16.5 The electromagnetic spectrum  (Page 2/19)

In order to use an electromagnetic wave to transmit information, the amplitude, frequency, or phase of the wave is modulated , or varied in a controlled way that encodes the intended information into the wave. In AM radio transmission, the amplitude of the wave is modulated to mimic the vibrations of the sound being conveyed. Fourier’s theorem implies that the modulated AM wave amounts to a superposition of waves covering some narrow frequency range. Each AM station is assigned a specific carrier frequency that, by international agreement, is allowed to vary by $\text{±5 kHz}$ . In FM radio transmission, the frequency of the wave is modulated to carry this information, as illustrated in [link] , and the frequency of each station is allowed to use 100 kHz on each side of its carrier frequency. The electromagnetic wave produces a current in a receiving antenna, and the radio or television processes the signal to produce the sound and any image. The higher the frequency of the radio wave used to carry the data, the greater the detailed variation of the wave that can be carried by modulating it over each time unit, and the more data that can be transmitted per unit of time. The assigned frequencies for AM broadcasting are 540 to 1600 kHz, and for FM are 88 MHz to108 MHz.

Cell phone conversations, and television voice and video images are commonly transmitted as digital data, by converting the signal into a sequence of binary ones and zeros. This allows clearer data transmission when the signal is weak, and allows using computer algorithms to compress the digital data to transmit more data in each frequency range. Computer data as well is transmitted as a sequence of binary ones and zeros, each one or zero constituting one bit of data.

Microwaves

Microwaves are the highest-frequency electromagnetic waves that can be produced by currents in macroscopic circuits and devices. Microwave frequencies range from about ${10}^9\text{Hz}$ to nearly ${10}^{12}\text{Hz}$ . Their high frequencies correspond to short wavelengths compared with other radio waves—hence the name “microwave.” Microwaves also occur naturally as the cosmic background radiation left over from the origin of the universe. Along with other ranges of electromagnetic waves, they are part of the radiation that any object above absolute zero emits and absorbs because of thermal agitation    , that is, from the thermal motion of its atoms and molecules.

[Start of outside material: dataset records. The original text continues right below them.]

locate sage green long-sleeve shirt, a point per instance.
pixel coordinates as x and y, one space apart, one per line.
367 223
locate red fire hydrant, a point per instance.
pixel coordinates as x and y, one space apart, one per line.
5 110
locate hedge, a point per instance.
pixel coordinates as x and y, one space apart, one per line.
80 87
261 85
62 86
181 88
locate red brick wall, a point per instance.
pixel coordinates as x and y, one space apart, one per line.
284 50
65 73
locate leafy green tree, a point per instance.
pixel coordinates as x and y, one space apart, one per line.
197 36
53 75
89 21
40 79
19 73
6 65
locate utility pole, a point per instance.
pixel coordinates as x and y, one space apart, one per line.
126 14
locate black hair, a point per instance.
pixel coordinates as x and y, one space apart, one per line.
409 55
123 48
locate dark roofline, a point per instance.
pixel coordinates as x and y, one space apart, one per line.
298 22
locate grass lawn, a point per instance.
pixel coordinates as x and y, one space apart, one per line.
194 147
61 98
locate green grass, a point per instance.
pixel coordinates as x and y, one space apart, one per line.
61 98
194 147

Most satellite-transmitted information is carried on microwaves    . Radar is a common application of microwaves. By detecting and timing microwave echoes, radar    systems can determine the distance to objects as diverse as clouds, aircraft, or even the surface of Venus.

Microwaves of 2.45 GHz are commonly used in microwave ovens. The electrons in a water molecule tend to remain closer to the oxygen nucleus than the hydrogen nuclei ( [link] ). This creates two separated centers of equal and opposite charges, giving the molecule a dipole moment (see Electric Field ). The oscillating electric field of the microwaves inside the oven exerts a torque that tends to align each molecule first in one direction and then in the other, with the motion of each molecule coupled to others around it. This pumps energy into the continual thermal motion of the water to heat the food. The plate under the food contains no water, and remains relatively unheated.